Poucos anos depois que Regina arrojada à praia em uma noite de tormenta fora recolhida semimorta à cabana de Felisbina, os azares do mar trouxeram também às mesmas praias quatro novos hóspedes em condições não menos desfavoráveis.

Um grande navio, vindo da Espanha, trazia a seu bordo um velho fidalgo, que por crimes políticos fora exautorado de seus foros e condenado a desterro perpétuo nas possessões espanholas. Trazia consigo três filhos, três belos e vigorosos adolescentes, únicos restos de toda a sua família. Um tremendo temporal assaltou o navio, o qual depois de ter lutado em vão contra a fúria dos elementos soçobrou e foi a pique não longe da costa, em que se dão os acontecimentos desta história. O velho dotado de mais resolução e presença de espírito que o resto da tripulação, que se abandonara inteiramente ao pavor e ao desalento, lançou mão de um machado, e ajudado pelos três filhos que animava com as palavras e o exemplo, cortou o mastro grande e mais algumas pranchas, que lhes servissem de remos, e sobre este frágil refúgio atiraram-se os quatro à mercê das ondas, enquanto o navio desaparecia para sempre nos sorvedouros do oceano.

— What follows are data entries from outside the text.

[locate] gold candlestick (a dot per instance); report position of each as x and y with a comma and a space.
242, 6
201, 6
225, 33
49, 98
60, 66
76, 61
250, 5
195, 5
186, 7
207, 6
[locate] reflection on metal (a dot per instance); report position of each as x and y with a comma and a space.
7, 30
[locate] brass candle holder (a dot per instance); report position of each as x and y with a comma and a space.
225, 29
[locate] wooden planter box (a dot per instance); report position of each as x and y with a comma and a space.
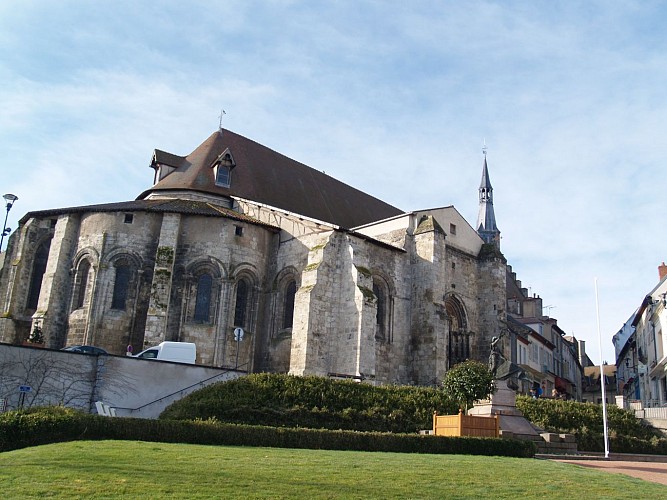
465, 425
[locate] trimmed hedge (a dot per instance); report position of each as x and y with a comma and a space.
627, 434
21, 429
314, 402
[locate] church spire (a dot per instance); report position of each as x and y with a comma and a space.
486, 220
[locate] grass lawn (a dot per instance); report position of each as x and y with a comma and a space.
109, 469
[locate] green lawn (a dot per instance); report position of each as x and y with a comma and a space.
109, 469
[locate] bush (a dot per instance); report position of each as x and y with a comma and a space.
627, 434
49, 425
314, 402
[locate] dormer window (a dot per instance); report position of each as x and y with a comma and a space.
223, 175
222, 169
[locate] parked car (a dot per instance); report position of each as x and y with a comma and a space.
85, 349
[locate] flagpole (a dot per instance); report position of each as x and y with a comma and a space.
602, 381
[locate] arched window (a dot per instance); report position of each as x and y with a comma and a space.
121, 286
38, 270
82, 279
379, 317
288, 312
383, 314
203, 300
459, 336
241, 307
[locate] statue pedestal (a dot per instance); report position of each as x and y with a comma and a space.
503, 403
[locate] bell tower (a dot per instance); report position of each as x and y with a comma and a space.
486, 220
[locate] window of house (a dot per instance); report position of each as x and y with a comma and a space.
241, 303
82, 278
288, 313
38, 270
203, 299
224, 176
120, 287
223, 169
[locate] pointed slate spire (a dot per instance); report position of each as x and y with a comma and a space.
486, 220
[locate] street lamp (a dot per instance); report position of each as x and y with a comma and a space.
9, 201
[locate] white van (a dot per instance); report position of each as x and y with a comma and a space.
180, 352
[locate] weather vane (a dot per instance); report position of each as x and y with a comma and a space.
222, 113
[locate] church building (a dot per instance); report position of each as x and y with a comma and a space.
319, 277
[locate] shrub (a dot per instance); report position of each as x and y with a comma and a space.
314, 402
467, 382
627, 434
42, 426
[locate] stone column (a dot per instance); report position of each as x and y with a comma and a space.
158, 308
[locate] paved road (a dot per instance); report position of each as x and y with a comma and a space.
655, 472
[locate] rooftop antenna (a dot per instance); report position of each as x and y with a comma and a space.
222, 113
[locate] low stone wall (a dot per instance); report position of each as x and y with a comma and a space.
134, 387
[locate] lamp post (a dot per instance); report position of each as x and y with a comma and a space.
9, 201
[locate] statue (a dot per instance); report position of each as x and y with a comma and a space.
500, 367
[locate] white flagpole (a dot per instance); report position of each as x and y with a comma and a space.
604, 395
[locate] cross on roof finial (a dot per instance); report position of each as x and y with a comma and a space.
222, 113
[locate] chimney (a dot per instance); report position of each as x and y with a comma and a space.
662, 271
582, 352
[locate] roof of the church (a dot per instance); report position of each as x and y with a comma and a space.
265, 176
188, 207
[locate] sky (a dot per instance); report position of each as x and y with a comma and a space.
394, 98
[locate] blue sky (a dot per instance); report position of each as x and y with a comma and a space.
395, 98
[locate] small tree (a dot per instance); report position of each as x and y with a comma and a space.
467, 382
36, 336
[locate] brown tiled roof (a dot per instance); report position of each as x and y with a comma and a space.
156, 205
270, 178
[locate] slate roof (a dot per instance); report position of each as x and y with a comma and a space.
157, 205
265, 176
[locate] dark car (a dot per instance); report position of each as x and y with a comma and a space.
85, 349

Depois de terem boiado longo tempo sem rumo e quase sem esperança, exaustos de fome, de sede e de fadiga, os náufragos conseguiram, enfim, arribar a essas praias, onde foram acolhidos pelos habitantes com a caridade e espírito hospitaleiro que lhes era usual. Convinha ao velho que tão cedo não se soubesse que ele e seus filhos tinham escapado ao naufrágio. Se os julgasse mortos, ficavam livres da vigilância e suspeitas na metrópole, e poderiam viver com liberdade e independência em qualquer parte do mundo. Demais esperava que para o futuro senão ele, que já ia muito avançado em anos, ao menos seus filhos poderiam voltar à pátria e reclamar seus títulos e foros perdidos e seus bens confiscados. Portanto julgou prudente ocultar seus nomes e títulos, assim como o nome e a procedência do navio em que viera, e todas as mais circunstâncias que pudessem revelar quem ele era, e qual o seu destino.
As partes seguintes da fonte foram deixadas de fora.